С этим напутствием ушел Саша Корзиночкин. Не знаю, оправдается ли оно…
Как женщина с женщиной
В городе N. на Ткацкой фабрике работала знатная ткачиха. О ней писали в столичных газетах, ее показывали в документальных фильмах и по телевизору.
Родной город тоже не обходил Ткачиху вниманием. Газеты помещали очерки и статьи, драматурги писали пьесы, поэты сочиняли политически грамотные стихи.
Однажды Редактор местной газеты вызвал Журналистку и сказал:
— Не кажется ли вам, что мы забыли нашу знаменитость?
— Кажется, — сказала Журналистка.
Ей всегда казалось то, что казалось нынешнему и предыдущим редакторам, и поэтому, давно перешагнув пенсионный рубеж, она благополучно работала в газете.
— Вчера, — продолжал Редактор, — «Столичные новости» уделили ей тридцать строк, а у нас — ничего. Нужно исправить ошибку. Напишите что-нибудь новое, оригинальное, чего еще не было.
— Портрет, — загорелась Журналистка. — «Знатная ткачиха на отдыхе». Я возьму у нее интервью на пляже. Фотограф снимет ее в купальном костюме из ткани, вытканной ею. Это будет эффектно. Она еще молодая женщина, с красивой фигурой, лицо здесь не имеет значения.

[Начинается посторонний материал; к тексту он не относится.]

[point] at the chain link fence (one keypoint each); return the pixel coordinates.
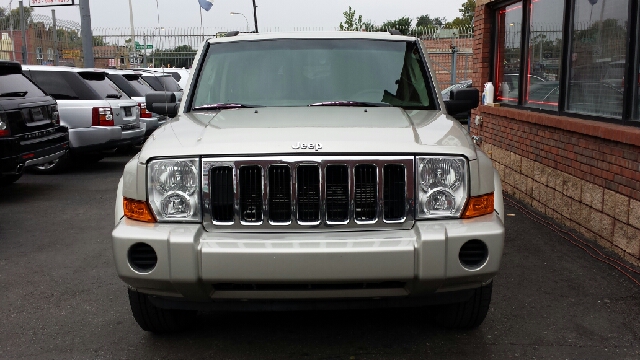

— Своеобразно, — постучал карандашиком по столу Редактор, — но легкомысленно. Думайте глубже.
Журналистка соображала быстро.
— Рассказ о поездке ее в социалистические и капстраны.
— В капиталистические? — посмотрел Редактор на потолок. — Смело, но лучше о нашей действительности. Думайте современней.
Журналистка подумала, а потом воскликнула:
— Почта!
— Что? — не понял Редактор.
— Я имею в виду корреспонденцию, которую она получает. Так сказать, связь с массами.
— Идея! — бодро стукнул по столу карандашиком Редактор.
Вечером Журналистка пришла к Знатной ткачихе. Та, приветливо встретив ее, провела в столовую, обставленную, как у всех. Стол был накрыт к ужину.
— Садитесь, пожалуйста, — пригласила хозяйка. — Вижу, вы устали, сначала закусим.
Журналистка весь день бегала по редакционным заданиям и не успела даже съесть бутерброд, но достоинство работника печати не позволило ей принять это предложение.
— Извините, я не пью на работе, — вежливо и твердо сказала она.
— Я тоже, — улыбнулась Знатная ткачиха. — Попробуйте у нас рюмку выпить — сразу палеи или целую руку оттяпает. Ну, давайте пока посидим на диване, поговорим.
Разговор не вязался. Журналистка исподволь, но цепко приглядывалась к своему объекту, ища характерные детали.